Scattered parts, broken hearts, where do I exist?
Is there a castle built inside? If so, what person am I?
Lights, needles, and pain goes on today, or is it lies that are made up in a mind split far too many times.
Broken hearts, divided minds, scattered throughout time.
I don’t want to mislead you.
Did the experiments work?
And they split me too many times?
Lights, needles, and pain.
They can wipe me out if I try to explain. Butterflies, butterflies, lots and lots of them. I lay down at nights with them.
I wrap up in a blanket made of them. I hear their hum as they lead me to the lights, needles and pain. The needles and pain make it so I can not think.
I get so sleepy, but I can not sleep.
The pain races through my mind and splits it one more time.
I have forgotten more than most will ever know.
The computer will show how many times they can split the mind, break the heart; divided minds scattered throughout time.
How many times before I can come back no more?

Sunday, March 25, 2012

I found this on a blog I was reading earlier and I really liked it. I remember when a select few members of my family would say that we were "faking it." And a lot of people out there don't even think DID is real. It's very real though, and its no where near as rare as people think. 1% of people are affected by DID, so that means about 68 MILLION people have it. We're not as alone as we think.

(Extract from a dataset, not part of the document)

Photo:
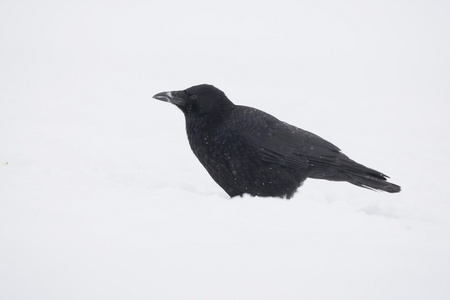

D.I.D & Recovery: You're doing it wrong!
“You can’t have D.I.D because those “alters” aren’t human”
“Your system is too small/large”
“You can’t have D.I.D because you talk about it openly”
“You can’t have D.I.D because the way you say it is for you isn’t like it is on TV”
YOU DON’T HAVE D.I.D BECAUSE YOU’RE DOING IT WRONG!
Identity, according to dictionary.com, is the condition of being oneself… and not another; the sense of self. Why then wouldn’t Dissociative Identity Disorder be different for everyone? Although people share many similarities, no two people (not even identical twins!) are exactly the same, nor do any two people have the same identity.
Even if two people go through exactly the same trauma and experience exactly the same things at exactly the same time, the impact of those events will not be the same, the way they cope and the way they deal with it will always be different. That is why no two systems are the same. That is why there are no set rules for D.I.D. If someone needed 2 dragons, a cat and a purple blade of grass to help them survive who are you to judge them, to say that that was the wrong way to survive?!
I am constantly amazed by people who feel that they have the ability, the qualification, the right to tell people that their D.I.D is wrong. That someone else is faking – especially when they were not there, and do not know the full story of what that person experienced and survived.
Even when people accept that someone has D.I.D, they usually then criticise their recovery goals. Again, who are you to decide how someone else should recover?! There is nothing wrong with giving advice to someone, but there is a very, very big difference between advice and criticism. At the end of the day, you will not have to live that persons’ life, or deal with the consequences of their decisions, so why should their recovery choices be any of your business?